Part of the genius of successful newspapers, as I have written before about the Mail, is that they understand their readers and give them what they want. They don’t determine their readers’ political outlook, they follow it. That is not to say politicians and parties should ignore the press: they would obviously rather have support than opposition, and want the best possible presentation of their case wherever they can get it. But the view that the tabloid editor is a kind of Chief Whip, corralling the votes of biddable readers in support of the paper’s chosen victor, is patronising and wrong.

 

Of the broadcasters, ITV News was the least likely to be thought by its viewers to favour one side or the other. Only 7% thought it leaned to the left, and 5% to the right. More than half (51%) of its own viewers thought the channel was neutral, as did 41% of the population as a whole.

The same could not be said for the BBC. Nearly a third (31%) of its own viewers thought BBC News was biased, more than for any other broadcaster. BBC viewers were twice as likely to think it was generally favourable to Labour and the left (21%) than to the Conservatives and the right (10%). Of those who voted Conservative in 2010, 40% thought the BBC was biased to Labour, but the reverse was not the case: only 15% of Labour voters thought the BBC was biased towards the Tories.

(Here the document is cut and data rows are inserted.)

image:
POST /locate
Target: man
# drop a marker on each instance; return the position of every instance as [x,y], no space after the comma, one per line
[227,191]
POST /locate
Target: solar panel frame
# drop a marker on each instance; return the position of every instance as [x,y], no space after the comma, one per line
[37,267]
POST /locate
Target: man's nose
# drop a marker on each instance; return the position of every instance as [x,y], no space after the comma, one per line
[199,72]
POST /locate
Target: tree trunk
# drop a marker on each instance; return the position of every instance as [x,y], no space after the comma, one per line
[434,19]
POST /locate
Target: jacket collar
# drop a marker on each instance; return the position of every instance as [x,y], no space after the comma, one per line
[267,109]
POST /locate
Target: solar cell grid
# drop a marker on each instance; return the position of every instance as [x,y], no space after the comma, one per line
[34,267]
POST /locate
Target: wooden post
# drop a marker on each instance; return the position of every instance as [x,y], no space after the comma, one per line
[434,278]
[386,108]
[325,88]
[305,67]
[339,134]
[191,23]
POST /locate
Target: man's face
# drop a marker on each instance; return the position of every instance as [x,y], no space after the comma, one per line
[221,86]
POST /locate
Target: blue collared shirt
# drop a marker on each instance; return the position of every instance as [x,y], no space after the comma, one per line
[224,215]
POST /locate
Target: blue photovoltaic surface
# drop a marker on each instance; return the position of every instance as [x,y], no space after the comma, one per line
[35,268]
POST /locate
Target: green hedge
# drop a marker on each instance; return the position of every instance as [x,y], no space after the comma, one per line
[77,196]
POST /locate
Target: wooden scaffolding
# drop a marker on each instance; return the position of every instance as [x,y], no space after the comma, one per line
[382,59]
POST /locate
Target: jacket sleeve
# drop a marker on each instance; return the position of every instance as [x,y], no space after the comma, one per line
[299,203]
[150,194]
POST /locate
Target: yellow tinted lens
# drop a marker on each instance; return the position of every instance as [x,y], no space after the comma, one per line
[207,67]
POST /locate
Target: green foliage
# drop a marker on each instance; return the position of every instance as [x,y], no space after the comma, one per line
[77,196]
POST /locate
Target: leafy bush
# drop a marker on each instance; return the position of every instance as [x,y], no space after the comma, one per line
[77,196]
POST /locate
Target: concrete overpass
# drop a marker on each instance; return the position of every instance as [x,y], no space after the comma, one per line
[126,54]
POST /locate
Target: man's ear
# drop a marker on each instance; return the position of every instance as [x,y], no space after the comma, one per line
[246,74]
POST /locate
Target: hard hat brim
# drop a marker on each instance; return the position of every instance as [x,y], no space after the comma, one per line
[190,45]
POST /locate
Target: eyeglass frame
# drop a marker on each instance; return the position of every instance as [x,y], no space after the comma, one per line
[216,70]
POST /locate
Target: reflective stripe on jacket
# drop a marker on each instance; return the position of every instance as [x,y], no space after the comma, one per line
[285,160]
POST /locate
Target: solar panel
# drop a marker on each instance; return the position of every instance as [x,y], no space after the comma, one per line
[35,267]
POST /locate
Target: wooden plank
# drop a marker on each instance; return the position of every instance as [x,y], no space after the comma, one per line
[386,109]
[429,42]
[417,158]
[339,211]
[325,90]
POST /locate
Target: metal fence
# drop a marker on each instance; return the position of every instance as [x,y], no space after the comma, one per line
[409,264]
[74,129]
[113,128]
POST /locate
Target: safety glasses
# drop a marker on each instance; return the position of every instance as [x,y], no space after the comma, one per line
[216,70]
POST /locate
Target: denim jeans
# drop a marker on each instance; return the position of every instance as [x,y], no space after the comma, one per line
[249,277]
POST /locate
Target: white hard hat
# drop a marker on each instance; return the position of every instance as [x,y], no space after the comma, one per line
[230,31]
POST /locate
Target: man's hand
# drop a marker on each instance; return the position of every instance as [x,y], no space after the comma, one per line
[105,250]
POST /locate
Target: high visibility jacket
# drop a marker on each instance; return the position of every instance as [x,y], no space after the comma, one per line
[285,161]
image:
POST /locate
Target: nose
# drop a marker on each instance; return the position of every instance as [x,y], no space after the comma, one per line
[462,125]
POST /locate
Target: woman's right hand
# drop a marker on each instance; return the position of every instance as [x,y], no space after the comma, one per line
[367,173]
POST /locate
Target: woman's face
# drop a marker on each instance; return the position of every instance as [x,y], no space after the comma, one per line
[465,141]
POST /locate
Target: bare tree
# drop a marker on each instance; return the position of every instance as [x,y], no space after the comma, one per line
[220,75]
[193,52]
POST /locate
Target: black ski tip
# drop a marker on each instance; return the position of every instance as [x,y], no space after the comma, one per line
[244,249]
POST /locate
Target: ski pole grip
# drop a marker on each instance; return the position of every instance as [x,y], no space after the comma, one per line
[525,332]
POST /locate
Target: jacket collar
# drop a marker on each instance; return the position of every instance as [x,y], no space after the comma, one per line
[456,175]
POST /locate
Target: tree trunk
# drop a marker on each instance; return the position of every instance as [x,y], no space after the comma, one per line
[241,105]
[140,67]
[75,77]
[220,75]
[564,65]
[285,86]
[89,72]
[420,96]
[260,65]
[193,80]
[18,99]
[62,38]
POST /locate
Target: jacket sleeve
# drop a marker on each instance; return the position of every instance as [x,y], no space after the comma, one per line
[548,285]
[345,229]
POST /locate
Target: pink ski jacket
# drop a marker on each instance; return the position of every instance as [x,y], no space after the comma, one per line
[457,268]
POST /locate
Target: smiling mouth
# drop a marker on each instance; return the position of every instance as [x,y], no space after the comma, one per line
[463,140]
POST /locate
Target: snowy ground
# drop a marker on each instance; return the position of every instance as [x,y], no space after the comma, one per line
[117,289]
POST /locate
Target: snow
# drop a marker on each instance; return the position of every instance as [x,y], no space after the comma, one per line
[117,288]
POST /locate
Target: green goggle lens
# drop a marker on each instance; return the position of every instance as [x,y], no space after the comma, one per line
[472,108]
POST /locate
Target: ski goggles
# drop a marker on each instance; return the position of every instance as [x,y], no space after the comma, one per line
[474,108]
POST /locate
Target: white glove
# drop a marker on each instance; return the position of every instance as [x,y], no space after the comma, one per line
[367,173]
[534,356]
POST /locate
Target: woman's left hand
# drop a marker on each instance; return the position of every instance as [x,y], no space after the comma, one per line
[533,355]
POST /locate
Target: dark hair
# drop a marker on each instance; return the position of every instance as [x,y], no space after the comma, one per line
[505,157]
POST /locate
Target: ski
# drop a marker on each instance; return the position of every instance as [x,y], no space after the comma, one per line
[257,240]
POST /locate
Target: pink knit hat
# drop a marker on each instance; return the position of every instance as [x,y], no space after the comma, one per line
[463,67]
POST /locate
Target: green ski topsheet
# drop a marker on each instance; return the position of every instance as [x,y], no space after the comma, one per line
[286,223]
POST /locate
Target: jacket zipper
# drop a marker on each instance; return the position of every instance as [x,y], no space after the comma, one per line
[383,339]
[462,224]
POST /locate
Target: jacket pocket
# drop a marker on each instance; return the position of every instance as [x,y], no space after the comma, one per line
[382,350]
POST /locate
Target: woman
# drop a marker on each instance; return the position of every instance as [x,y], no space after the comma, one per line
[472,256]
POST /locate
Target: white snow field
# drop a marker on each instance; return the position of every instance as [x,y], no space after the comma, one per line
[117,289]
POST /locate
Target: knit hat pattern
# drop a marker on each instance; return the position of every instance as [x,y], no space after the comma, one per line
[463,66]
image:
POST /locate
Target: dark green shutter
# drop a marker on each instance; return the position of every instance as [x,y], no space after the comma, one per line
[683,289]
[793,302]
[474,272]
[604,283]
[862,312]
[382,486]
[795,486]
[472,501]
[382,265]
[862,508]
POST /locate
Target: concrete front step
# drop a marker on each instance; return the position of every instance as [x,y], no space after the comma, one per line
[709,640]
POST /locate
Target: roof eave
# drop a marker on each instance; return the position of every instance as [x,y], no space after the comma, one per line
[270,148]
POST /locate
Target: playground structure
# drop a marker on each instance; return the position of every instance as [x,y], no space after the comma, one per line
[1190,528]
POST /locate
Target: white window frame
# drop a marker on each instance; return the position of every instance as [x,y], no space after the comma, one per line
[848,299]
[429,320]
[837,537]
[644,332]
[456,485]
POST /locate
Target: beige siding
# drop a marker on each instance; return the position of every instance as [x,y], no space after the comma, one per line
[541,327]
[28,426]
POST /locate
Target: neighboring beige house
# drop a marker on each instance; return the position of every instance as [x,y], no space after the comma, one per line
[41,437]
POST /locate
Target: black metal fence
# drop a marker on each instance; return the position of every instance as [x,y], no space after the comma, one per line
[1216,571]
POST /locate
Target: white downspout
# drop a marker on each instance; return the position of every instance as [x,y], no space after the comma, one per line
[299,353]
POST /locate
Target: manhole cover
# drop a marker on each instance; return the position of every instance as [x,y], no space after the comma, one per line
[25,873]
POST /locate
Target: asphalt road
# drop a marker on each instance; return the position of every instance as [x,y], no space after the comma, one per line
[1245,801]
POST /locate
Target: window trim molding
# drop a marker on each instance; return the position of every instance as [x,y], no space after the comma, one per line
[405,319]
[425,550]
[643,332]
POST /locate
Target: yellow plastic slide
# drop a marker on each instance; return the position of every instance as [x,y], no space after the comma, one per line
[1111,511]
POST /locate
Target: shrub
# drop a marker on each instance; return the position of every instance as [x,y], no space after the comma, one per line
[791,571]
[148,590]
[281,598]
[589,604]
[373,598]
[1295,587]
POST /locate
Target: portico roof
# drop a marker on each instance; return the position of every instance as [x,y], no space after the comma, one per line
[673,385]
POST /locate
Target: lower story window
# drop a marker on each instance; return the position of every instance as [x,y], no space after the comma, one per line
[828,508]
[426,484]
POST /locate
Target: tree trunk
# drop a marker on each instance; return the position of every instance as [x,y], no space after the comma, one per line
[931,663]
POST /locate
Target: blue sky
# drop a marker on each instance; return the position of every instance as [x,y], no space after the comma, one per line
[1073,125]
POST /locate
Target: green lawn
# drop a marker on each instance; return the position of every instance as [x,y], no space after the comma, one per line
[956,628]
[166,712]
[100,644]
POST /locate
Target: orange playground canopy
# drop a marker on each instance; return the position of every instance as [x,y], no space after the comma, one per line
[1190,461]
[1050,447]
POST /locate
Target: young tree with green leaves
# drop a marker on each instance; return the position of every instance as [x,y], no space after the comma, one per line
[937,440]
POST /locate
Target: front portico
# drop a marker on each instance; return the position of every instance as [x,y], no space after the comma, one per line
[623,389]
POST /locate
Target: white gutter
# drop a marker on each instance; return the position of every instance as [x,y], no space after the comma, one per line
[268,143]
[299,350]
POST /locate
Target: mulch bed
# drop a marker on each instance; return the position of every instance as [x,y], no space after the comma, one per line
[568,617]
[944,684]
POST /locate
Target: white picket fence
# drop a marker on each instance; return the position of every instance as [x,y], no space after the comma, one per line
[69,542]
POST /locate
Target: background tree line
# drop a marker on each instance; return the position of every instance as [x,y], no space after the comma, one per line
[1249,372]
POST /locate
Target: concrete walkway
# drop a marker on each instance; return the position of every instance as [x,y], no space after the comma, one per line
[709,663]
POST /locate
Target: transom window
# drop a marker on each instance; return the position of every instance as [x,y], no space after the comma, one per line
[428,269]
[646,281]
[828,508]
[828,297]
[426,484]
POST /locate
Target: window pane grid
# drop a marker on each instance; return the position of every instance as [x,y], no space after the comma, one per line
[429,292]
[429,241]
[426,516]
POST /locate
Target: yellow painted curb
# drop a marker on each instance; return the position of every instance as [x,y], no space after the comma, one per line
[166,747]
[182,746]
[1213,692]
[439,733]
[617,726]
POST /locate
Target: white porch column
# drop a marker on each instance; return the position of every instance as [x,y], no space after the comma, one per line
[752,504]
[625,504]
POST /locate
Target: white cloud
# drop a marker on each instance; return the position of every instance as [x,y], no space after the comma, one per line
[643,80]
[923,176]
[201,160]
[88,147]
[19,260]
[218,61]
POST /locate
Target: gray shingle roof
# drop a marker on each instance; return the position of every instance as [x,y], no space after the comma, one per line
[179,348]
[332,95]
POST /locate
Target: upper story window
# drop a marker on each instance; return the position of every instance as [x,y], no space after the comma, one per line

People as a whole were more likely to think Sky News leaned to the Conservatives and the right (17%) than to Labour and the left (8%), though more than three quarters did not believe it was biased (28% said the channel was neutral, and half said they did not know). Its own viewers were much more likely than the population as a whole to say Sky was neutral (48%), with a further 28% not knowing if it favoured one side or the other.

Channel 4 News was unusual in that its own viewers were twice as likely as people generally to think it leaned to the left. Nearly a quarter of those who watched Channel 4 News said it favoured Labour and the left, with only 3% saying it leaned towards the Tories. However, more than half (53%) of its viewers thought Channel 4 News was neutral, and a further 20% did not know if it favoured a particular party or point of view.

Conservative Home is of course strictly neutral and impartial, as I am sure all its readers would attest.